2. Meanwhile, grind the almonds, garlic, basil leaves, salt, and pepper together in a food processor.  Slowly add the olive oil in a thin stream through the feed tube while the machine is still running and process until smooth.  Transfer to a large bowl and stir in the tomato puree.  Toss the macaroni with the sauce and serve.

My Notes

I felt lazy and did not blanch the almonds.

My four garlic cloves consisted of two big ones and two medium-sized ones while the basil had a lot of small leaves so we used closer to 60 leaves.  I used about 1/2 teaspoon of pepper and less of salt.

The fresh tomatoes were peeled, cut in half length-wise, cored and seeded, then chopped into chunks to make them easier to process.

The puree was a pretty pink and the pesto mixture never got smooth really but the almonds were fine-textured.  Mixing the puree into the pesto lightened the entire mix.


Basil, garlic, almonds, salt, and pepper

With the olive oil added

The final sauce
The Verdict

We were both disappointed in the flavor of the pesto sauce.  It had mostly a garlic bite and we couldn't really get much basil or tomato flavor out of it.  The almonds added body to the whole thing and I liked that very much.

It is a good sauce for macaroni as it sticks to the pasta and coats it well.

I cannot call this a success but I strongly suspect the problem was with my ingredients.  I want to try this again with tomatoes that are mushy ripe, basil that is younger, and less garlic.  I also would add more salt and pepper.  I'm not sure if I would try blanching the almonds or not as I like how robust the unblanched ones made the sauce.

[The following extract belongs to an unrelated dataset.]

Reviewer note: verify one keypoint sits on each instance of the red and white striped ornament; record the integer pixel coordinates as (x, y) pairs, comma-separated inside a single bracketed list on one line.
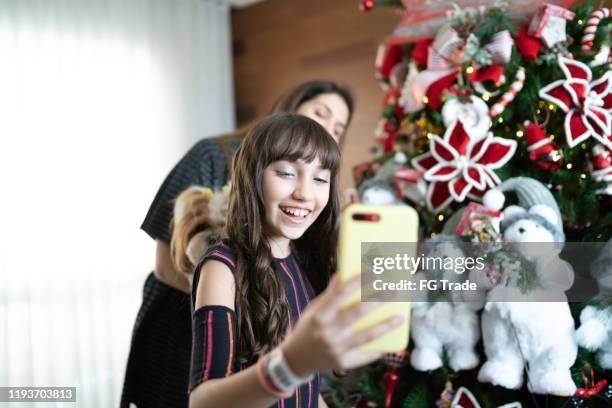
[(591, 27), (542, 150), (509, 95), (602, 163), (601, 167)]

Mr. Wright's notes say, "Traditionally, cheese is not served with this dish."  We found that adding grated Parmesan cheese to our pasta at the table improved the flavor, which we probably would not want to do if the pesto was more flavorful.

One aspect my daughter pointed out was that the dish was visually very dull.  She wanted more color in it.  I wanted to add chunks of fresh, ripe tomatoes, too.

LATER:  While I was eating the leftovers I realized that the flavor was better (the garlic was not as pronounced and the almonds came through more) but what I really wanted with it was olive oil soaked, sun-dried tomatoes.  That would have made it more visually interesting and bumped up the excitement of the flavor.